Check the HTTP status code. If it’s 400 you probably got the second JSON in body.
I haven’t checked the documentation you linked, but it’s sad but true, that many API documentation only documents “success”, error handling is usually briefly described in a single paragraph, combining all the possible cases into a single sentence and a JSON object that carries little to no actual value…
thanks for your answer… but my problem is actually dealing with the responses, as they are two different structures and I don’t know which will be returned.
I am seeking how to handle them. I guess I could:
use a chain of error checking to populate the correct structure
strip the array (if it exists) and there is a way to do this and place result in the secondResponse
add an array (if one does not exist) and there is a way to do this and place result in the firstResponse
convert response to string, add or remove array and convert to desired structure
Just asking for advise if there is some better way
I looked through golang json docs and nothing raised my eyes
Again, have you checked the HTTP status code of the response? If that corresponds with the code in the JSON, it should be easy to branch on that.

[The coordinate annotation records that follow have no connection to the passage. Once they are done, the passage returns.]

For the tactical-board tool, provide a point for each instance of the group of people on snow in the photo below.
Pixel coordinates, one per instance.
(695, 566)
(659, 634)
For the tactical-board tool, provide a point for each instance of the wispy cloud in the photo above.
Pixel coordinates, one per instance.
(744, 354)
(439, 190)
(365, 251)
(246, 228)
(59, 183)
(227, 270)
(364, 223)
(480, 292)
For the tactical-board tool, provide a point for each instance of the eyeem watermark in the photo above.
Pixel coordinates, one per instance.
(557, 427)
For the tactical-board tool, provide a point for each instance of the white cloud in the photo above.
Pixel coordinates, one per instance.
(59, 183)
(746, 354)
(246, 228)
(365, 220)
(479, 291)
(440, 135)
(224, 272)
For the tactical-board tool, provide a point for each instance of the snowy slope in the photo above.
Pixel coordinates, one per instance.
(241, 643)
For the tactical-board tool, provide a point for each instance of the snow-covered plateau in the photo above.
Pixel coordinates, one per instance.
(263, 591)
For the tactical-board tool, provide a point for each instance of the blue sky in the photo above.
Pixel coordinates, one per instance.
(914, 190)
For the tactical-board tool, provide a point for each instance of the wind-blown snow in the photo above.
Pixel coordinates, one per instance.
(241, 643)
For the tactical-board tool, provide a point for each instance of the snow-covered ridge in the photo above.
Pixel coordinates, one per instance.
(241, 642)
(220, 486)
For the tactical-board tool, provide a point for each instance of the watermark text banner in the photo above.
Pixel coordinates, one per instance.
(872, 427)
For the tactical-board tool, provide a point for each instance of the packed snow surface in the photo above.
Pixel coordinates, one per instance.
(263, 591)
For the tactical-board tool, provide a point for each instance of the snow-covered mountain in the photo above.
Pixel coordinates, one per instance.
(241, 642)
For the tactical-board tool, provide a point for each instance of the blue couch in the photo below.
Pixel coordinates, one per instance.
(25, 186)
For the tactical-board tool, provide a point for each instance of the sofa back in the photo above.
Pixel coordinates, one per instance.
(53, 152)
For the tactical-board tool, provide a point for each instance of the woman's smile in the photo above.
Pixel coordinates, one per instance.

The alternative would be to unmarshal into interface{} first and use typeswitches to decide between top level object and top level list. And then convert the interface{} value into the struct. That will be very verbose code though.
In general APIs are untyped. It’s humans that give some semantic and syntactic meaning to binary blobs.
They provide a documentation that describes their part of the “contract”.
If they do things differently than in their documentation, then either the result is wrong or the documentation.
I do not have and will not read the linked document, as it’s just to much.
Though as I said already, the “everything went well” is often described as part of the endpoint documentation, while “something went wrong” has its own generic section which sadly is often very sparse.